Le mausolée d"Astana-Baba fait aussi partie de la ville-musée Atamurat, se compose d"une mosquée et d"un tombeau du 11 siècle. De temps en temps on organise ici le "ziyarat" - l"adoration d"un saint par les pèlerins. On ne sait pas exactement qui était Astana-Baba de son vivant, mais l"endroit où se situe le mausolée est sacré et porte guérison. Il est considéré comme le Saint Graal islamique, qui délivre des malheurs et donne soulagement. Le nombre des pèlerins grandit de jour en jour.

Dans l"ensemble "Astana-Baba" se trouvent aussi les mausolées de Zeyd-Ali et Zuveyd-Ali. Une très belle légende nous dit, que le seigneur de Balkh (Khorassan médiéval) avait la fille Zuveyda. Elle s"est mariée avec le gouverneur général de la province, mais peu de temps après le mariage la jeune fille est morte. Le père attristé amena les meilleurs maîtres de Merv et Samarcande pour construire un beau mausolée en commémoration de sa fille. Mais aussitôt après la fin de la construction le mausolée s"est écroulé. La deuxième et la troisième tentatives n"étaient pas heureuses non plus. Le père a perdu déjà tout espoir, mais un jour il a vu en rêve un vieillard qui lui a conseillé d"ériger le mausolée avec l"argile et l"eau, amenés de La Mecque. Le père, accablé de chagrin, a suivi ce conseil. On mêlaient à la terre l"argile amenée de La Mecque et versait l"eau de La Mecque dans le puits d"où l"on prenaient de l"eau pour la construction. Ainsi, la construction du mausolée a été terminée, et après la mort du seigneur il a été enterré à côté de sa fille. Et l"eau du puits est considérée toujours comme sacrée.

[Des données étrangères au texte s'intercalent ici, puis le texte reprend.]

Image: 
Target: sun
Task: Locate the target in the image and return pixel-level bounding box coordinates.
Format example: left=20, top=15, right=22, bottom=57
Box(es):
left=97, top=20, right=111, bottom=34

Le caravansérail Dayakhatyn (Bay-Khatyn). Ce Caravansérail, situé sur la route qui menait d"Amoul à Khoresm, est le monument unique en son genre de l"architecture des 11-12 siècles. Aujourd"hui on ne trouve que des ruines de rabat du caravansérail en brique de terre battue. Autrefois le rabat était fortifié de rondes tours. Les arcs, les voûtes et les coupoles du caravansérail sont en brique cuite. Les murs de la façade sont revêtis de briques dans un style ornemental original. Dans certains endroit du rabat se sont conservés les fragments en relief des textes avec les noms des khalifes arabes Abû Bakr, Omar et Ali. Il existe une légende la légende liée à la construction de ce caravansérail. Elle dit qu"un jour un homme riche soupçonna sa femme de l"adultère. Malgré l"absence de tout adultère, l"homme offensé par cette idée quitta sa maison vêtu comme un derviche. Sa femme l"attendait de longues années. Pour faciliter ses voyages dans le désert, elle a fait bâtir un grand et beau caravansérail. Les briques pour la construction étaient fabriquées à Merv et transportées par une chaîne vivante jusqu"à la place de la construction. Parmi les ouvriers il y avait son mari, qui, après toutes ses errance, est revenu quand même chez lui.